I finally found the YouTube broadcast of the panel that Queen Noor of Jordan participated in at last year’s ServiceNation Summit.

I was sitting in my 2nd grade classroom at the Modern American School, having just sent my students off to gym class, when my phone rang. I put down the math homework I was grading, and picked up the phone, pleased by the serendipity of its timing. It wasn’t a number I recognized, but I answered anyway.

“Is this Maryah? My name is Barbara, and I’m the Chief of Staff for Queen Noor.” I was glad I was sitting down. “Her Majesty is participating in a panel in New York City next week, and someone recommended you as a Peace Corps Volunteer who loved Jordan enough to come back again. I wondered if I could get some stories from you about the importance of Peace Corps, and international service.”

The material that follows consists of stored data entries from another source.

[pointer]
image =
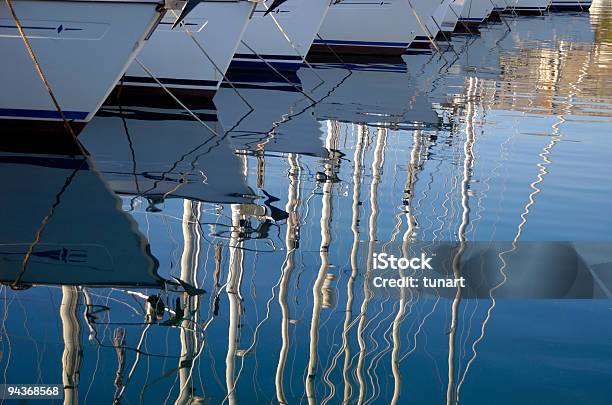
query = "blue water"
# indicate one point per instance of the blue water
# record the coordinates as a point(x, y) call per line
point(504, 136)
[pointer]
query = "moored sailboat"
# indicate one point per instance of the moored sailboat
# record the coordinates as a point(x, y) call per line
point(526, 7)
point(191, 59)
point(570, 5)
point(280, 34)
point(475, 12)
point(362, 27)
point(81, 48)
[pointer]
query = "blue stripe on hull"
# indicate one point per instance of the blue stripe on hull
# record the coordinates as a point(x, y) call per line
point(361, 43)
point(42, 114)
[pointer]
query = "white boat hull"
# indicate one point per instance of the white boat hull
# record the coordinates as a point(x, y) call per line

Of course, there are few things I love more than talking about my travels abroad, and especially about Peace Corps. I told her many of my favorite stories, including the story of the Jebel Bani Hamida bus station, which she thought would be too controversial for her purposes. Most importantly, I talked to her about Peace Corps’ Third Goal, to bring knowledge of my host culture back to America. For the first time, I explained, I had come home from somewhere that people really cared about. Even the most unexpected people, housewives who’d never been 100 miles from home and never seemed interested in international affairs, had a thousand questions about Arabs, Muslims, Islam, women in the Middle East, public opinion of America in the Muslim world, the education system in Jordan, etc. And unlike the few questions I would get about the places I’ve lived in Europe, when it came to Jordan, people were very conscious that they really had no idea what the answers to their questions would be. People really listened to what I had to say.

Due to computer problems, I’ve not seen more than two thirds of the video myself, and I haven’t yet heard Her Majesty mention anything that might have come from me. Nevertheless, what she and others have to say about public service, international service, and its importance to international relations are worth hearing.